(Reuters) - Loblaw Cos Ltd (L.TO) reported a higher quarterly profit as food and clothing sales rose throughout its stores, prompting Canada’s largest grocer to raise its full-year operating income forecast in defiance of tougher competition.
Loblaw, which is buying Shoppers Drug Mart Corp SC.TO to bulk up against an influx of U.S. competitors, said profit rose 14 percent in the second quarter. Sales growth was strongest in its clothing line and its gas-station network.
The company forecast 2013 operating income would grow, percentage-wise, in the mid-single digits.

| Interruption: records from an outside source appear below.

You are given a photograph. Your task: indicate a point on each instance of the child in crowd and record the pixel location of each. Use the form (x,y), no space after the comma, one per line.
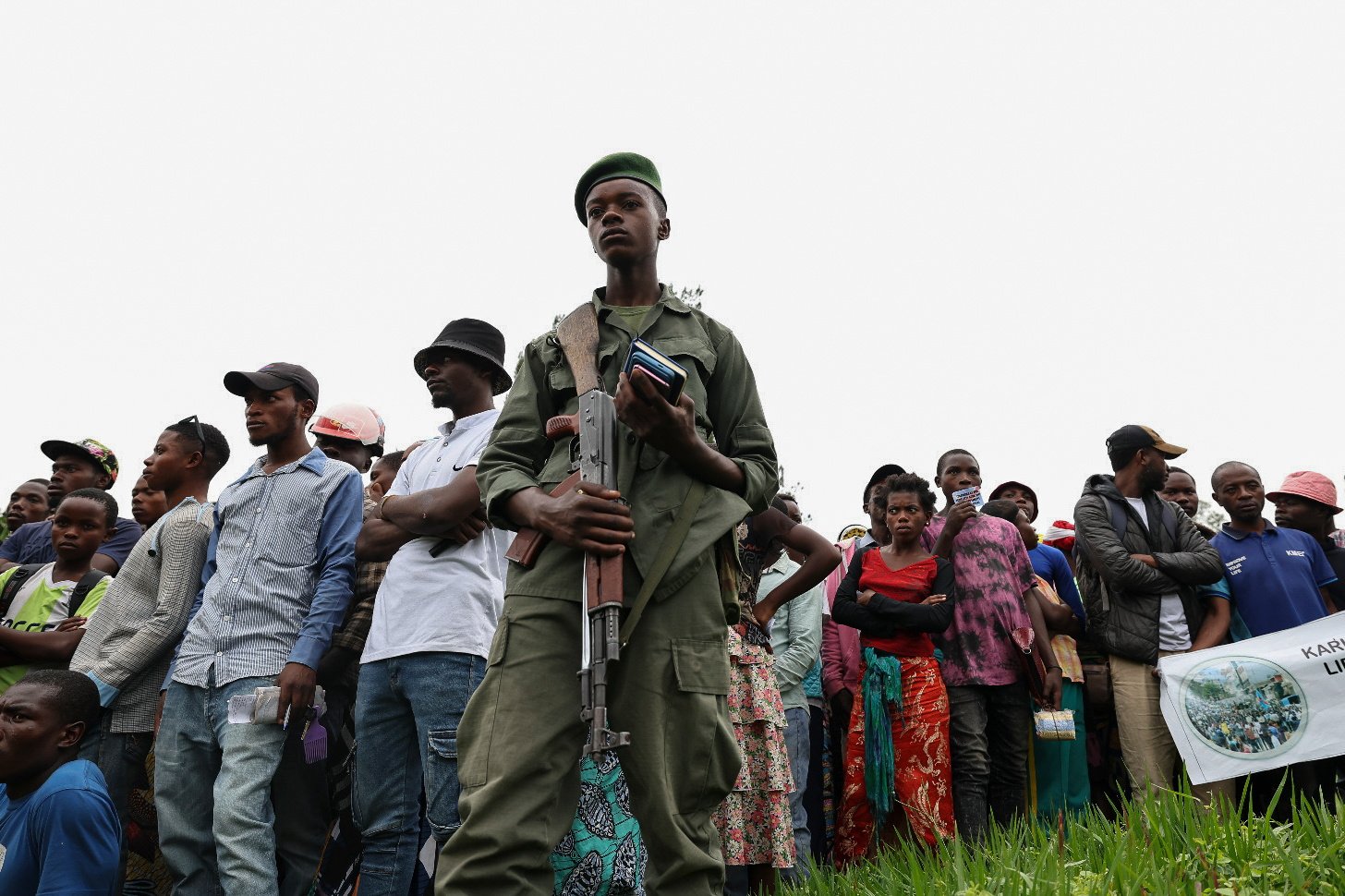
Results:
(755,824)
(37,599)
(1061,766)
(897,748)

Previously, it had forecast modest or low-single-digit growth.
The retail environment in Canada remains competitive, however, and Loblaw said sales growth would be moderated by the expansion of its rivals and tighter price controls on generic drugs, which the company also sells.
U.S. discounter Target Corp (TGT.N) plans to have 124 stores across the country by the end of the year, while Empire Co Ltd (EMPa.TO) is buying Safeway Inc’s Canadian assets to cement its position as Canada’s No. 2 grocer and Loblaw’s closest rival.
Loblaw’s net income in the second quarter rose to C$178 million ($173 million), or 63 Canadian cents per share, from C$156 million, or 55 Canadian cents per share, a year earlier.
Revenue rose 2 percent to C$7.52 billion. Sales at established stores, a key measure for retailers, rose 1 percent.
Loblaw this month announced a C$12.4 billion deal to buy Shoppers Drug Mart, Canada’s biggest pharmacy chain, to create a combined retail operation with more than C$42 billion in annual revenue.
This will give Loblaw increased exposure to pharmaceutical sales, which are expected to benefit from the aging of Canada’s population. It would also gain a foothold in the market for smaller stores serving dense urban neighborhoods.
Shoppers reported a slight increase in second-quarter profit last week as its shops filled more prescriptions.